СТРАСТЬ ПО МАКЛЕНДЕРУ
(Опыт рецензии)

На прошлой неделе израильскому зрителю был представлен новый шедевр Голливуда - фильм режиссера Говарда Маклендера "Страсть". Рекламная компания продолжалась недолго - продюсеры полагали, что слухи окажутся  продуктивнее рекламы. Надо сказать, они не просчитались: ни в одной из тель-авивских синематек мне не удалось приобрести билета даже на неделю вперед. Не стану описывать, как мне все же удалось проникнуть в зал на последний сеанс и устроиться на приставном стуле. Уверен, что у каждого израильтянина на этот счет имеются свои уловки, которыми он не станет делиться. К тому же, я намерен писать рецензию, а не руководство для нарушителей. Собственно, наверняка этот опыт мало кому пригодится - когда "Страсть" схлынет (а это когда-нибудь произойдет), залы кинотеатров будут пустовать, как пустовали они всего месяц назад. До следующей "Страсти". Или "Убийства". Это неважно. Принцип найден, и кинематограф - на пороге возрождения.

Говорят, что "Страсть" уже выдвинута на "Оскара" 2029 года сразу по семи номинациям. Надо бы выдвинуть и по восьмой - главной,- но такой номинации просто еще нет в списке, что является несомненным упущением спонсоров. Могли бы и подсуетиться, поскольку наверняка предвидели, что произойдет с кинорынком, едва "Страсть" Маклендера выйдет на экраны.

Прежде чем перейти к анализу этой незаурядной, в своем роде, ленты, нужно сказать несколько слов об авторе. "Страсть" - его второй фильм, а первый -"Улыбка младенца"- был сделан в Израиле, откуда режиссер родом и где прожил тридцать два года.

Да, господа, Говард Маклендер - израильтянин, сабра, более того: еврей, поскольку мать его была еврейкой, и бабушка тоже, а отец, Майкл Маклендер, ирландец, и что из того? Наверняка это обстоятельство еще попадет в поле зрения прессы, хотя в наше просвещенное время считается дурным тоном рассуждать в печати о национальности героев дня. Говард Маклендер - особая статья, поскольку невозможно понять, как он пришел к "Страсти", если не разобраться в неудаче "Улыбки младенца".

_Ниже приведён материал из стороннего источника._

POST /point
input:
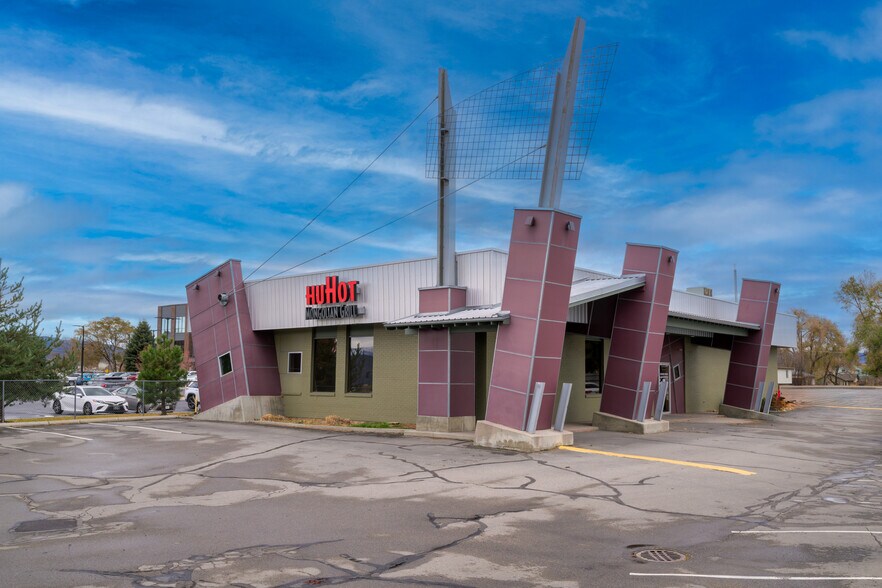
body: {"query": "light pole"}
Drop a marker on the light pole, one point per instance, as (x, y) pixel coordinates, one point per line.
(80, 380)
(82, 351)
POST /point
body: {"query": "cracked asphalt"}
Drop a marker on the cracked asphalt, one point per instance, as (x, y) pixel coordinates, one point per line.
(193, 503)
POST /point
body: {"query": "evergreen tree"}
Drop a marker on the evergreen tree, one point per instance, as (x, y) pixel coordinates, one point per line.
(110, 336)
(161, 373)
(141, 338)
(24, 351)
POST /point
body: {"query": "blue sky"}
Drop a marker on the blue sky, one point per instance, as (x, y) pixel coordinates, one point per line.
(141, 143)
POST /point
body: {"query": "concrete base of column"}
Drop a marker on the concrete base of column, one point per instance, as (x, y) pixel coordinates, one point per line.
(446, 424)
(243, 409)
(610, 422)
(495, 436)
(745, 413)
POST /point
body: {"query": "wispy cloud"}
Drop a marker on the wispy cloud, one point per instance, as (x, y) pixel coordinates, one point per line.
(152, 117)
(12, 196)
(842, 117)
(865, 44)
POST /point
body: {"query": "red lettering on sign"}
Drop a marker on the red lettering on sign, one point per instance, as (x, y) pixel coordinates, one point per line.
(333, 291)
(342, 292)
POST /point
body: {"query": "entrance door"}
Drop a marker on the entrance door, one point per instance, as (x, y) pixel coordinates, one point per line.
(664, 375)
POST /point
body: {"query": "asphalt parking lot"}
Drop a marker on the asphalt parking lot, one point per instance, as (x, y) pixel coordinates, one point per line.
(31, 410)
(720, 502)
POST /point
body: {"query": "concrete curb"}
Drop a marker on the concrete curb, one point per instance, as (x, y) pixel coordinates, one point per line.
(745, 413)
(89, 420)
(470, 436)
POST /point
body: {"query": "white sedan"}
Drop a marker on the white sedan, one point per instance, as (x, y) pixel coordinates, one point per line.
(88, 400)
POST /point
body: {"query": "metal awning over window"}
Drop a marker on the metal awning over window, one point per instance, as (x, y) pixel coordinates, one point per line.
(464, 317)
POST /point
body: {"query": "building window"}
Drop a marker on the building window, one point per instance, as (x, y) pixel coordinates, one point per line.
(225, 363)
(295, 362)
(324, 360)
(593, 366)
(360, 368)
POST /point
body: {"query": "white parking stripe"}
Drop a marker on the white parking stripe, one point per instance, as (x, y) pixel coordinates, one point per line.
(52, 433)
(137, 427)
(771, 531)
(787, 578)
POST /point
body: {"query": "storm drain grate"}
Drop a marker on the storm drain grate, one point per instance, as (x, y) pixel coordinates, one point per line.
(46, 525)
(656, 555)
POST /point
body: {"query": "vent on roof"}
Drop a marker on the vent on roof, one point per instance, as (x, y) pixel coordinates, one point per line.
(703, 290)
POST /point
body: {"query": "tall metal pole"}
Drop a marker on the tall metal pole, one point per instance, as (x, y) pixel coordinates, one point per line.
(446, 186)
(735, 281)
(82, 351)
(562, 109)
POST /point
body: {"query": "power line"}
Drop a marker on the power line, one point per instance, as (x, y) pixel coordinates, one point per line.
(388, 223)
(343, 191)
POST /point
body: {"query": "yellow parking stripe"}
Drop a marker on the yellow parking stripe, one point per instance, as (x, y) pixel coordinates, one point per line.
(849, 407)
(691, 464)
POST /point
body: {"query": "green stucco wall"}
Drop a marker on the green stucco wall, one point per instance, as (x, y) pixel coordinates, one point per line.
(705, 371)
(394, 396)
(582, 406)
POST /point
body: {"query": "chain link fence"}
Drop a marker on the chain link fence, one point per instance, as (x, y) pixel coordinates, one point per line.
(42, 398)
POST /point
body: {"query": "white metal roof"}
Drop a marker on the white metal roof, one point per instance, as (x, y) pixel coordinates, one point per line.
(590, 289)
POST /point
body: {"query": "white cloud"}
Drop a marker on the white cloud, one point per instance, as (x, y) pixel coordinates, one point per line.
(171, 258)
(864, 45)
(12, 196)
(152, 117)
(843, 117)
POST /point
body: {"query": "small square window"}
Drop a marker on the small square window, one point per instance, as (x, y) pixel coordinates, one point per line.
(225, 363)
(295, 362)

"Улыбка младенца" была, на мой взгляд, типичным израильским фильмом. Немного патриотизма (действие происходит на Голанах в 2009 году, последний израильтянин покидает высоты), небольшой налет религиозности (главный герой - любавический хасид, остающийся в Кацрине, занятом сирийцами, ждать прихода Мессии), некоторая сентиментальность (молодая арабка влюбляется в юношу и... ну что пересказывать сюжет фильма, который многие видели?). Фильм получился посредственным - посредственные актеры, убогая постановка, о сценарии и говорить не стоит. В прокате фильм провалился, и его, естественно, дважды показали по первой кабельной программе. Наверно, в назидание режиссерам.

Но Маклендер сделал из неудачи вывод, который никоим образом не диктовался логикой событий. Он решил, что зрители не сопереживают его героям исключительно потому, что кинематограф не обладает нужными средствами воздействия. Сценарий, актеры, режиссура - извечная кинотриада - оказывается, к делу не относятся. Техника виновата. Что сказать? У каждого свой взгляд на вещи.

Но не у каждого столько упорства, как у Говарда Маклендера.

Между "Улыбкой младенца" и "Страстью" прошли двенадцать лет. Уже из названия нового фильма следует, что за это время Маклендер стал другим человеком. Можно ли в Израиле снять фильм с названием "Страсть"? Никогда! Это безвкусно и безнравственно, израильский кинематограф - это вам не массажный кабинет. Ясное дело, Маклендер снимал "Страсть" в Голливуде. Кстати, для непосвященных хочу сказать: он предлагал свой проект нескольким европейским и даже российским спонсорам, но те полагали, что деньги, вложенные в фильм, будут выброшены на ветер. Риск, знаете ли... В свое время переход от немого кино к звуковому тоже был рискованным мероприятием, но что, если бы никто так и не решился?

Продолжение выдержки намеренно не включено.